Professor of Engineering
Academic Division: Information Engineering
Research group: Machine Intelligence
Telephone: +44 1223 3 32750
Professor Gee's research involves the application of information engineering to topics in medical science, paleoanthropology and clinical practice. Currently, he is working on aspects of surface registration, shape analysis and cortical bone mapping using deconvolved CT.
A unifying theme is close collaboration with paleoanthropologists and clinicians, and the implementation of research tools in robust software that is suitable for use in clinical environments. Professor Gee is one of the authors of the Stradview software suite, supporting ultrasound and CT research teams around the world.
Shape analysis, surface registration, studying the osseous cortex using deconvolved CT and statistical parametric mapping.

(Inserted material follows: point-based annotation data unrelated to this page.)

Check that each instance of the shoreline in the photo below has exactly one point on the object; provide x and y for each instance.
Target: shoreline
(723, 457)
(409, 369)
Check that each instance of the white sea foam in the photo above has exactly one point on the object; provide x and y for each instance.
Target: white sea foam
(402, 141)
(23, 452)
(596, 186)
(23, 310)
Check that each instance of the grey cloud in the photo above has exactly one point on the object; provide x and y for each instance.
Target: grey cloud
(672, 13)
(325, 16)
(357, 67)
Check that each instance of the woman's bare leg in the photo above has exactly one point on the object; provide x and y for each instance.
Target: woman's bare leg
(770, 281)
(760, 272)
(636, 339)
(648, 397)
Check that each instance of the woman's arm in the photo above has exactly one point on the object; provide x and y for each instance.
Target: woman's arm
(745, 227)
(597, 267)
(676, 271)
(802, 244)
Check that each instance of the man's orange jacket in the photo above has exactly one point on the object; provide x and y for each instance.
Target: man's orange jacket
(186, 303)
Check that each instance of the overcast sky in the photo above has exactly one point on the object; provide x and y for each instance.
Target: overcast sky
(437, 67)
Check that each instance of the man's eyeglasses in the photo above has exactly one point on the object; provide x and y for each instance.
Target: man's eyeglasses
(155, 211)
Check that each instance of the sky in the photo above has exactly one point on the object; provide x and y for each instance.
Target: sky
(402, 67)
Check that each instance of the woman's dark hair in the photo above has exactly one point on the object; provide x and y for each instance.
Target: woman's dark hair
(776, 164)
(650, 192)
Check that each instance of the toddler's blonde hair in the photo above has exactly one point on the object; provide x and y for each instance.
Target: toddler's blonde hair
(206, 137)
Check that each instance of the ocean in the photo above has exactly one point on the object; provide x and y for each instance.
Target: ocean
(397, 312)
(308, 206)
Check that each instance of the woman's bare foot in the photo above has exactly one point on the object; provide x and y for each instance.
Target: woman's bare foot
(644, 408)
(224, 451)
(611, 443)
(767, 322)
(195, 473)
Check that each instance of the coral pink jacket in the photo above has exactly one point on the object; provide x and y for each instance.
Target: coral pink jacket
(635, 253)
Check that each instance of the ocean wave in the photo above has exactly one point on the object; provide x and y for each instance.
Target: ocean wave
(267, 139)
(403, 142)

Historical projects include elastography (EPSRC, Wellcome Trust), ultrasound deconvolution (EPSRC) and 3D ultrasound (EPSRC). More recent projects, studying osteoporosis with CT, were sponsored by Eli Lilly and Amgen.
Medical imaging, computer graphics, computer architecture, machine tools, 4th year projects, Lego.
Director of Studies in Engineering and Financial Tutor, Queens' College
Andrew Gee obtained a BA in Electrical and Information Science at Cambridge University in 1990. He was awarded the PhD degree in 1993 from the same university for his thesis on the use of feedback neural networks for combinatorial optimization. In 1993 he was appointed to a Research Fellowship at Queens' College, Cambridge, where he started to work on computer vision. In October 1995 he became an Assistant Lecturer in Information Engineering and an Official Fellow of Queens' College, where he is now Director of Studies in Engineering. He was promoted to the post of Lecturer in January 1998, Senior Lecturer in October 2001 and Reader in October 2006. He teaches undergraduate courses in all aspects of computing: in 1998 he was awarded a Pilkington Prize by the Trustees of the Cambridge Foundation for excellence in teaching at the University of Cambridge. He has worked in a number of research areas, including medical imaging, computer vision, document image processing and neural networks. Currently, he is working on aspects of surface registration, shape analysis and cortical bone mapping using deconvolved CT. He has authored and co-authored around 190 papers.